In this article, the gradient-descent-based implementations of two different techniques softmax multinomial logit classifier vs. one-vs-all binary logistic regression classifier (both of them with \(L_2\) regularization) are going to be compared for multiclass classification on the handwritten digits dataset.
There are 5000 examples of handwritten digits in the dataset. Some of the examples are shown below. We have 10 class labels here: the digits 0:9. Given an image we want to classify it as one of the 10 classes.
The next set of equations show the cross-entropy sigmoid cost function and the gradient for the binary sigmoid logistic regression classifier.
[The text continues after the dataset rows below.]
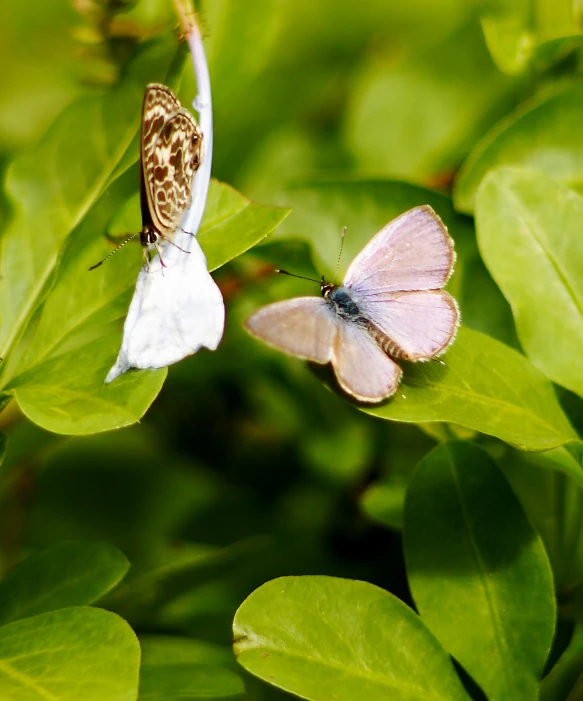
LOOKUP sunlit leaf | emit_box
[138,663,245,701]
[476,169,583,395]
[233,576,468,701]
[454,82,583,212]
[0,607,140,701]
[365,327,577,450]
[405,442,555,701]
[0,542,129,624]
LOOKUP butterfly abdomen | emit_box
[366,319,409,360]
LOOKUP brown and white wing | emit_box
[343,205,455,298]
[141,83,181,170]
[360,290,460,361]
[332,322,403,403]
[142,85,202,236]
[245,297,339,363]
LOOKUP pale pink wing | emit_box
[359,290,459,361]
[245,297,338,363]
[332,323,402,402]
[344,205,455,292]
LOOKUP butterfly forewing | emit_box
[247,206,459,402]
[344,205,455,295]
[344,205,459,360]
[245,297,338,363]
[142,83,202,238]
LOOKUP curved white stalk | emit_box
[105,23,225,383]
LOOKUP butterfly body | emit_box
[246,206,459,402]
[89,83,203,270]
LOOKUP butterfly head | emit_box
[320,276,338,299]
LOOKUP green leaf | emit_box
[454,82,583,212]
[346,20,510,182]
[360,475,407,530]
[539,621,583,701]
[482,0,581,73]
[8,334,168,435]
[0,36,180,370]
[110,180,289,271]
[476,169,583,396]
[0,542,129,624]
[139,664,245,701]
[405,442,555,701]
[0,607,140,701]
[500,446,583,598]
[106,538,265,626]
[363,327,577,450]
[233,576,468,701]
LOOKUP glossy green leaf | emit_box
[0,607,140,701]
[0,542,130,624]
[454,82,583,212]
[363,327,577,450]
[8,333,168,435]
[233,576,468,701]
[405,442,555,701]
[346,20,510,182]
[360,476,407,530]
[476,169,583,395]
[106,538,265,626]
[110,180,289,271]
[138,663,245,701]
[539,622,583,701]
[500,446,583,597]
[140,635,235,667]
[0,37,180,370]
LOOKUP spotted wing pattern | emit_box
[142,83,202,238]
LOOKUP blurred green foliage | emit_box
[0,0,583,701]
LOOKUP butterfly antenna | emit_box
[89,231,141,270]
[274,268,320,285]
[334,227,346,284]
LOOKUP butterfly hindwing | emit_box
[332,322,403,402]
[245,297,338,363]
[344,205,455,297]
[360,290,459,361]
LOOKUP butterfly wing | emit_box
[359,290,459,361]
[344,205,455,296]
[344,206,459,360]
[245,297,339,363]
[142,84,202,237]
[332,322,402,402]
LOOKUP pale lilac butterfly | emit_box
[245,205,460,403]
In one-vs-all technique we need to learn 10 such logistic regression classifiers and then combine the parameter vectors learnt (using batch gradient descent) to a 10-column matrix and then classify an image.
\(\begin{align*} J_L = -y.log(\sigma_{\theta}(X))-(1-y).log(1-\sigma_{\theta}(X))\\ \nabla J_L = (\sigma_{\theta}(X)-y)X\\ \sigma_{\theta}(X)=\frac{1}{1+e^{-X\theta}} \end{align*}\)
The next figure shows the cross-entropy softmax cost function and the gradient for the multiclass softmax multinomial logit classifier. Here we learn the 10-column parameter matrix directly at once (using batch gradient descent) and then classify an image.
\(\begin{align*} J_S = -\sum_{i=1}^{10}y_i.log(s_{\Theta}(X))\\ \nabla J_S = (s_{\Theta}(X)-y)X\\ s_{\theta_j}(X)=\frac{e^{X\theta_j}}{\sum_{i=1}^{10}e^{X\theta_{i}}} \end{align*}\)
The entire dataset was divided into two parts: 4000 samples were taken for for training and 1000 samples were taken for test. The following figure shows the performance of the classifiers in terms of accuracy and also time taken to train and predict. Both the classifiers were trained with same set of parameters for gradient descent (for one-vs-all logistic regression each of the 10 classifiers were trained using gradient descent upto 1500 iterations, where for the softmax multinomial logit just one classifier was trained with gradient descent upto 1500 iterations) and regularization. As can be seen in the results, the performance of the classifiers on the test dataset is almost same (with accuracy 0.9), but the softmax classifier took 1/7 th fraction of time the one-vs-all logistic regression classifier took.